Of these options, the first is most reliable. We are gradually converting impervious cover estimates to construction site plan and building permit data for properties developed after 2012. Account holders may see a change in their drainage charge as these updates are made. In the vast majority of cases, the changes to the drainage charge have been less than $10 per month.

The impervious cover data was generated using two different aerial photography and LiDAR data, collected in January 2012. The data was used to create impervious cover maps seen on the Find My Drainage Charge Map Tool. (For best results, use Internet Explorer 9 or higher, Firefox, Google Chrome or Safari.)

Aerial Photography

Each pixel on the aerial photography represents 6 inches on the ground. The accuracy is suitable for defining the edges of buildings, patios, driveways and other types of impervious cover.

LiDAR

LiDAR is a remote sensing technology that measures distance by sweeping a laser rapidly across the ground from the bottom of a plane flying low over the earth. The reflected light is gathered as a cloud of three-dimensional points and measured to determine how much light is reflected. Different surface types return a different signature of light.

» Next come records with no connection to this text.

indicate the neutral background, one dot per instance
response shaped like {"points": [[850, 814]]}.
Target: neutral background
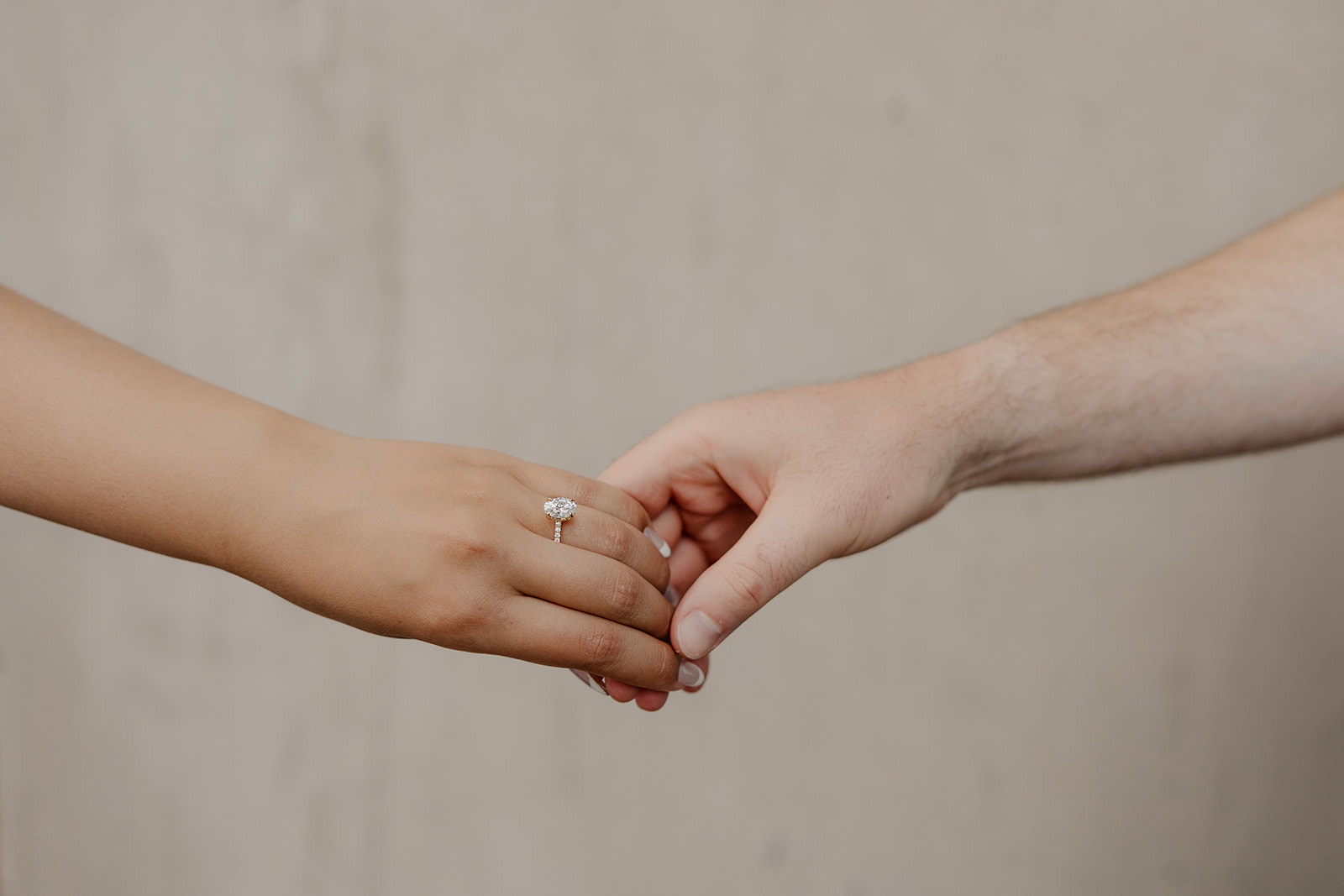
{"points": [[548, 228]]}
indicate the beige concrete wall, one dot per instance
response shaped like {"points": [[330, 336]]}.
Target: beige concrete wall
{"points": [[548, 228]]}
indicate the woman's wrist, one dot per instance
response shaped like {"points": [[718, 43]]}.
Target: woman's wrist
{"points": [[275, 486]]}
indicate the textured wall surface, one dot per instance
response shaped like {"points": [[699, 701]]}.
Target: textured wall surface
{"points": [[548, 228]]}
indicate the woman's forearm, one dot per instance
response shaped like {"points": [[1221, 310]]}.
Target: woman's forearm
{"points": [[1241, 351], [102, 438], [433, 542]]}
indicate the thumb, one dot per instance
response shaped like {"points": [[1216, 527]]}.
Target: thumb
{"points": [[774, 553]]}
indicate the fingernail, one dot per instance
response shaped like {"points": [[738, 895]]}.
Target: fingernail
{"points": [[690, 674], [658, 542], [591, 681], [698, 636]]}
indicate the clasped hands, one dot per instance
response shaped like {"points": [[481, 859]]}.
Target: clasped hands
{"points": [[450, 546]]}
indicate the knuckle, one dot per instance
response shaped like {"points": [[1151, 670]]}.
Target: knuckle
{"points": [[616, 542], [600, 647], [625, 595], [746, 586]]}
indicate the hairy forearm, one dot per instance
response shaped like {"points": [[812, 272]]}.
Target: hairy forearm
{"points": [[102, 438], [1241, 351]]}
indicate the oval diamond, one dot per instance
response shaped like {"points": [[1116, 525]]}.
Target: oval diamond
{"points": [[561, 508]]}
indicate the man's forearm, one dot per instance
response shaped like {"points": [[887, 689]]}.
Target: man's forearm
{"points": [[1241, 351]]}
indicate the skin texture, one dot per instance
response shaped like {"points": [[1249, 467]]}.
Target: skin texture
{"points": [[1242, 351], [413, 540]]}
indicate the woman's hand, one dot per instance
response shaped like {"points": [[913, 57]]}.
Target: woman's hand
{"points": [[452, 546], [445, 544]]}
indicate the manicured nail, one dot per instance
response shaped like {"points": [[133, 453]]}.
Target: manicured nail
{"points": [[698, 636], [591, 681], [690, 674], [658, 542]]}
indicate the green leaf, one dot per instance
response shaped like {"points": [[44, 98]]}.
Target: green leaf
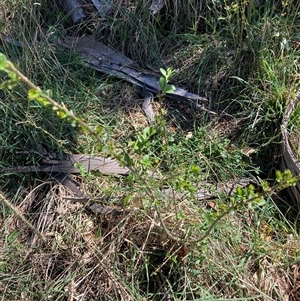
{"points": [[163, 72], [278, 175], [162, 83], [3, 61], [169, 89], [33, 94]]}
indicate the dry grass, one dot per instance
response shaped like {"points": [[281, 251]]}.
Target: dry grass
{"points": [[75, 254]]}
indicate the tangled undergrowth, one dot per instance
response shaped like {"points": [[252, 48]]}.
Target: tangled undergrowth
{"points": [[243, 56]]}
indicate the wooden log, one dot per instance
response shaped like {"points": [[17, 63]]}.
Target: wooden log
{"points": [[288, 159], [74, 10], [107, 60]]}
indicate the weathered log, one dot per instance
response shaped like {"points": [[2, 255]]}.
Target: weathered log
{"points": [[107, 60], [102, 6], [72, 164], [288, 159], [74, 10]]}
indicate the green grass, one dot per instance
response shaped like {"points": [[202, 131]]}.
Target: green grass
{"points": [[244, 57]]}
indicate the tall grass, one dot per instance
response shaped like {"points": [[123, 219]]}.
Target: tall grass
{"points": [[244, 56]]}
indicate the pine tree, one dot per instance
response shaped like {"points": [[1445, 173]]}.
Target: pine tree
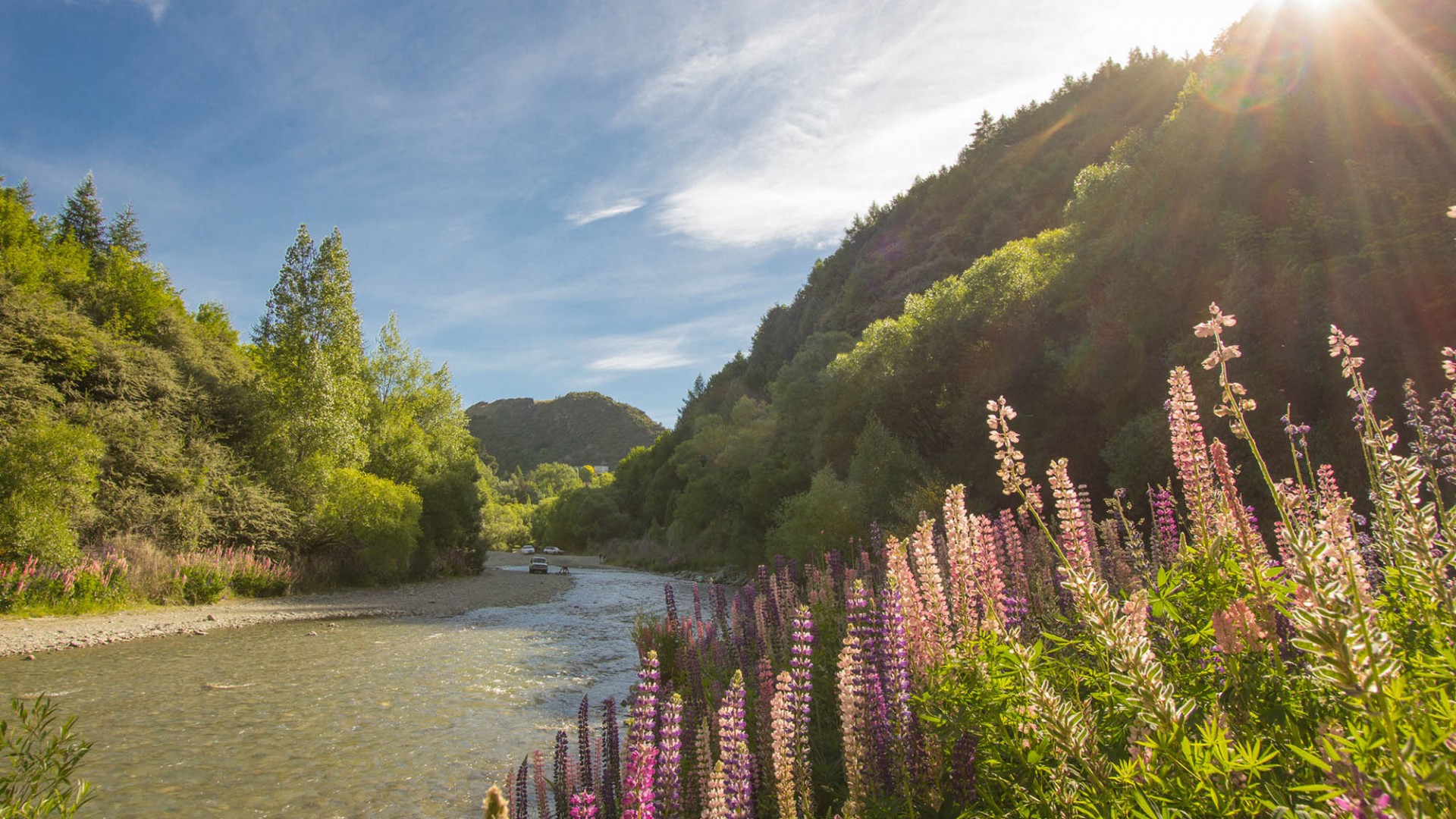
{"points": [[312, 354], [82, 219], [126, 234]]}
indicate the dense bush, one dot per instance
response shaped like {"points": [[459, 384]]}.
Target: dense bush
{"points": [[41, 757], [375, 519]]}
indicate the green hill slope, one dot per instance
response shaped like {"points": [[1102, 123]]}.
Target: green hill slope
{"points": [[579, 428], [1301, 178]]}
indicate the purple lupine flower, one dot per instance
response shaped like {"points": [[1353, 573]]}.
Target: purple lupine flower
{"points": [[542, 803], [641, 771], [560, 770], [737, 760], [721, 610], [584, 805], [638, 796], [801, 679], [519, 803], [584, 748], [610, 760], [836, 570], [669, 786], [672, 607]]}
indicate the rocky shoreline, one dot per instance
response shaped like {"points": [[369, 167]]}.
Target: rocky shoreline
{"points": [[437, 598]]}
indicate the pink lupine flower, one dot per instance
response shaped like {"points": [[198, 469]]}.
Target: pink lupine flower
{"points": [[669, 761], [1190, 452], [542, 802], [734, 755], [932, 591], [1076, 539], [584, 806]]}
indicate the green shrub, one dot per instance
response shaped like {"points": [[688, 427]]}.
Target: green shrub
{"points": [[42, 758], [378, 521]]}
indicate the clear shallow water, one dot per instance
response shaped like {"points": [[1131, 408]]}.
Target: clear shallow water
{"points": [[376, 717]]}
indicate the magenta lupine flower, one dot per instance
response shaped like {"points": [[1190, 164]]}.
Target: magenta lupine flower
{"points": [[584, 805], [1165, 525], [932, 591], [801, 694], [563, 777], [896, 661], [638, 795], [669, 784], [990, 585], [737, 760], [1190, 450], [918, 629], [959, 563], [584, 746], [1075, 537], [519, 803], [783, 746]]}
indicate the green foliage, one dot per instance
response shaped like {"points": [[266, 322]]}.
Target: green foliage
{"points": [[373, 519], [42, 757], [310, 352], [579, 428], [826, 516], [49, 475], [1055, 262], [551, 480], [82, 221]]}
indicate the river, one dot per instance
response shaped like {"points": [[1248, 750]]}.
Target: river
{"points": [[369, 717]]}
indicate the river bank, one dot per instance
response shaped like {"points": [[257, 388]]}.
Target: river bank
{"points": [[436, 598]]}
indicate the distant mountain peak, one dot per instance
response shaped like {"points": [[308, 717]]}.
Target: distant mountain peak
{"points": [[577, 428]]}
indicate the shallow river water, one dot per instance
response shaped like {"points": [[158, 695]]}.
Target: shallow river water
{"points": [[373, 717]]}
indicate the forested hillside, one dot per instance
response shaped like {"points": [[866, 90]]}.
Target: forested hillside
{"points": [[1301, 175], [133, 425], [579, 428]]}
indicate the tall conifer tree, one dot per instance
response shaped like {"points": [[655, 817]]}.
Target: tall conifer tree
{"points": [[82, 218], [126, 234], [310, 349]]}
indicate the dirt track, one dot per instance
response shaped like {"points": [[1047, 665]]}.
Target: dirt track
{"points": [[440, 598]]}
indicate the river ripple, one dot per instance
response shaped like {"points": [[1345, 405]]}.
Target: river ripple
{"points": [[373, 717]]}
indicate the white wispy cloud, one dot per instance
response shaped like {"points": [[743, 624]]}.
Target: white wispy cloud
{"points": [[615, 209], [156, 8], [785, 127], [645, 356]]}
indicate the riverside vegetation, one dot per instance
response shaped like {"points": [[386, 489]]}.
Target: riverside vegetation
{"points": [[1056, 260], [1052, 662], [146, 453]]}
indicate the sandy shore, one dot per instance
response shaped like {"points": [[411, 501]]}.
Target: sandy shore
{"points": [[440, 598]]}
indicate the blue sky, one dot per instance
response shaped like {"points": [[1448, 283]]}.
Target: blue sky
{"points": [[551, 196]]}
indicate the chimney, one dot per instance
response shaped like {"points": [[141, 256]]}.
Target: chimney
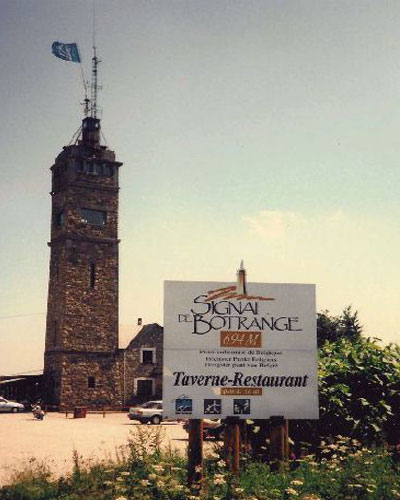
{"points": [[241, 280]]}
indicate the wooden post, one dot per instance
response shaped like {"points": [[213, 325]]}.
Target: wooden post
{"points": [[279, 443], [232, 444], [195, 451]]}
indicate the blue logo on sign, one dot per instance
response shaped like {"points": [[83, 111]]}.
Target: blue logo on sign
{"points": [[183, 406]]}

How long it takes the light to reflect from objects on the ground can indicate the height of these objects. LiDAR helped define impervious cover under tree canopies and the edges of buildings.

Updating the Data

Aerial photography for 2015 has already been taken, and a project is currently underway to update the 2012 impervious cover to match the 2015 photography.
 

If you make changes to impervious cover on your property, expect your drainage charge to change. However, there may be a lag time before changes are reflected in your charge. Changes that may affect your charge include increasing your parking, building an addition or adding a deck or shed. Removing impervious cover will reduce your charge. If you have removed impervious cover, please call 512-494-9400 to let us know, so we can adjust your charge for you sooner.

If you want an estimate of how changes to your property will affect your drainage charge, use the Drainage Charge Estimator.

Impervious cover is any type of human-made surface that doesn’t absorb rainfall, including:

  • Rooftops
  • Patios
  • Driveways
  • Sidewalks
  • Roadways
  • Parking lots
  • Some decks

Uncovered wooden decks and unpaved portions of driveways count as 50% impervious cover. If you have these features, we may be able to lower the impervious cover on your account, which will in turn lower your bill. Please call 512-494-9400 and ask about an administrative review of your drainage charge.

A more complete definition of impervious cover is found in Section 25-8-63 of the Austin City Code.

 

Information may not be available because the account holder has requested confidentiality. Under the Texas Utilities Code, customers have a right to confidentiality in government-operated utilities. A customer can request that their address, phone number, billing information and information related to their volume of utility usage be kept confidential. For more information, please visit the Austin Energy web page explaining Confidentiality and Customer Rights.

Alternatively, impervious cover may not be shown if the property was developed after January 2012, when aerial photography and LiDAR data was collected. This data was used to create the maps shown on the "Find My Drainage Charge" tool.